After answering the question with a simple Yes/No, a second variation is presented to the user:
- Employee 9 works on project 99.
- Employee 8 works on project 99.
Depending on the answers given by the modeler, there can be four different outcomes. We show all variations in answers to illustrate how CaseTalk then generates the appropriate tables and their foreign keys to reflect the fact type Project Employee.
Deriving Foreign Keys
Depending on the validity of above population, as answered by the modeller the following outcomes are possible:
Yes,No
Within the population of fact type Project Employee, every project must be unique.
When the conceptual model is transformed and shown as a logical diagram, the Project Employee fact type is grouped into the Project table. A foreign key is created in the Project table to the Employee table, and the cardinality specifies: An employee can occur in 0 or more projects, and every project must have exactly one employee. For clarity reasons, we also included a UML Class diagram to render another display of cardinality and relations.
No,Yes
Within the population of Project Employee, every employee must be unique.
When as the conceptual model is transformed and shown as logical diagram, the Project Employee is grouped into the Employee table. A foreign key is created from the Employee table to the Project table, and the cardinality specifies: An project must occur in at least one employee, but can occur in more employee records, and every employee may have a project reference. For clarity reasons, we also included a UML Class diagram to render another display of cardinality and relations.
No,No
Within the population of Project Employee, both projects and employees must be unique.
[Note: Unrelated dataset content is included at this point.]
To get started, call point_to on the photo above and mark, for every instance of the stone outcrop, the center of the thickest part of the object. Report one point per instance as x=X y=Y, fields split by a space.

When the conceptual model is transformed and shown as logical diagram, the Project Employee is grouped into the Project table. A foreign key is created from the Project table to the Employee table, and the cardinality specifies: An employee can occur in 0 or 1 project, and every project must have exactly one employee. For clarity reasons, we also included a UML Class diagram to render another display of cardinality and relations.
Yes,Yes
Within the population of Project Employee, every combination of project and employee must be unique. Therefor a project may occur more than once, as do employees.
When the conceptual model is transformed and shown as logical diagram, the Project Employee fact type is created as a linking table between Employee and Project to realize the many to many relationship between the two. Two foreign keys are created in the Project Employee table. For clarity reasons, we also included a UML Class diagram to render another display of cardinality and relations.
Every Project Employee must have 1 employee. And the employee may be in multiple Project Employees.
Every Project Employee must have 1 project. And projects must occur at least once in Project Employee.
Conclusion
So by answering the two questions about possible populations with a simple Yes/No, CaseTalk is able to work out which uniqueness constraints should be placed. Once this has been completed the model can be automatically transformed into a logical model.
Foreign keys are derivable from fact types and their constraints. The constraints themselves can be created using a simple question-and-answer wizard presented to the domain expert and modeler without much hassle of confusion, the modeler is able to communicate the population to the domain experts and the whole discussion about foreign keys has become almost a non-issue.
This article shows how foreign keys and the difficulty with them is easily tackled when using fact based modeling. This is achieved by using the population and the verbalization of these examples in natural language. Even untrained users can answer these questions, eventually leading to correct foreign keys in the final logical model.